Por seu turno, a medida emblemática de redução da taxa das reservas obrigatórias, de 18 para 15 por cento, é o reflexo mais evidente das dificuldades dos decisores do BCV de compreender e de actuar sobre as causas principais do enfraquecimento dos mecanismos de transmissão da alteração deste instrumento da política monetária e da fraca dinâmica (contracção!) do crédito ao sector privado da economia.

Deixado à solta, o gap das finanças públicas cabo-verdianas asfixia a economia do país, reduzindo perigosamente a eficácia da política monetária. O Sector Público Alargado (sector público administrativo mais as empresas públicas) continua absorvendo parcelas cada vez maiores do crédito total à economia e as suas necessidades de financiamento gigantescas acabam por afectar significativamente os dois lados do mercado doméstico de crédito (procura e oferta).

Importa referir que a maioria dos indicadores macroeconómicos e os níveis de confiança baixos dos agentes económicos apontam para um naufrágio no horizonte. Deste modo, numa envolvente de incerteza e aversão ao risco no mercado de crédito doméstico em níveis muito elevados – eleições em menos de um ano –, a probabilidade do “mix” dos dois instrumentos de política monetária não atingir os seus objectivos (intermédio e final) é muito forte. Note-se que este “mixpeculiar funciona via os bancos comerciais e consiste na combinação de um instrumento de médio/longo prazo (reservas obrigatórias) e de um instrumento de curto prazo (taxas de juro oficiais). 

O estudo da estrutura dos balanços dos bancos comerciais permite assinalar alguns pontos importantes:

Em primeiro lugar, é de salientar que o aumento das reservas excedentárias, na sequência da descida da taxa das reservas obrigatórias, pode ser aplicado nos empréstimos às famílias e empresas, nos títulos de dívida pública, nos títulos de banco central de curto prazo e depósitos no exterior.

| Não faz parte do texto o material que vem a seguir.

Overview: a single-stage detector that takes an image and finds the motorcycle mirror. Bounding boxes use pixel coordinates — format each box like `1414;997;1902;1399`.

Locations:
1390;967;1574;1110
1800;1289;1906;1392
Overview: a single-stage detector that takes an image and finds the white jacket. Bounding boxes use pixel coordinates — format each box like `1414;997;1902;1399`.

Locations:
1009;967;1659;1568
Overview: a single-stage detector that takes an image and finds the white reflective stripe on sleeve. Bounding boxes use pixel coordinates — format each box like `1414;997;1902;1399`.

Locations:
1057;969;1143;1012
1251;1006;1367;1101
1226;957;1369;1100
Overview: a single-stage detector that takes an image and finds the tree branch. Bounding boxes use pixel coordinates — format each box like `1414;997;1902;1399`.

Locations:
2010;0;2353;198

Usando o modelo de Brunner-Meltzer da oferta não linear de crédito, a oferta de crédito está directamente relacionada com a base monetária efectiva (i.e. base monetária menos as reservas obrigatórias). Assim, face ao aumento da oferta de crédito, sustentado pela diminuição da taxa das reservas obrigatórias, os bancos podem ser induzidos a ter um comportamento “oportunista”. Ou seja, na medida em que a oferta de crédito ao sector privado não financeiro reage muito lentamente, os bancos comerciais podem retardar “to swap” aplicações em títulos de dívida pública (nomeadamente obrigações do tesouro) e do BCV, por activos do sector privado com maior risco (se o fizerem!). Adicionalmente, tendo em conta os custos efectivos do seu “funding e o facto do BCV não remunerar as reservas obrigatórias, os bancos podem não repercutir as reduções no “mix” dos instrumentos de política monetária no custo dos empréstimos às famílias e empresas.  

A literatura económica sugere que a passagem da redução das taxas de juro oficiais - conjugada com uma pequena diminuição da taxa das reservas compulsórias -, às taxas de juro bancárias, depende, inter alia, do grau de concorrência e das características estruturais do sector bancário do país, da percentagem de “bad debts” na carteira de crédito, dos critérios mais ou menos restritivos de avaliação de risco por parte dos bancos e da sensibilidade do crédito ao ciclo.  

Em suma, as reservas obrigatórias são consideradas como sendo um imposto na produção dos depósitos pelas instituições financeiras monetárias. A diminuição do imposto é parcialmente passada aos clientes através de taxas de juro bancárias mais baixas e de uma maior quantidade concedida de crédito. Contudo, a passagem na totalidade dessa redução, na maior parte das vezes, não é possível. De acordo com as estimativas obtidas com base nos modelos econométricos não-linear de crédito, é inteiramente possível que a magnitude dos efeitos taxa de juro (preço) e crédito (quantidade) seja, para o sector privado, nula.

Finalmente, o BCV, para preservar a sua credibilidade, não deve perder o seu tempo na gesticulação politiqueira que tem acompanhado a desaceleração (contracção) do crédito concedido ao sector privado cabo-verdiano. É lamentável que o banco central aborde a evolução do crédito ao sector privado de modo tão errático e sem atender ao facto que o crédito concedido às administrações e empresas públicas regista crescimentos positivos.

No sentido de realizar, numa perspectiva de longo prazo, a sua missão, afigura-se crucial, para o BCV, pensar e debater a política do banco central.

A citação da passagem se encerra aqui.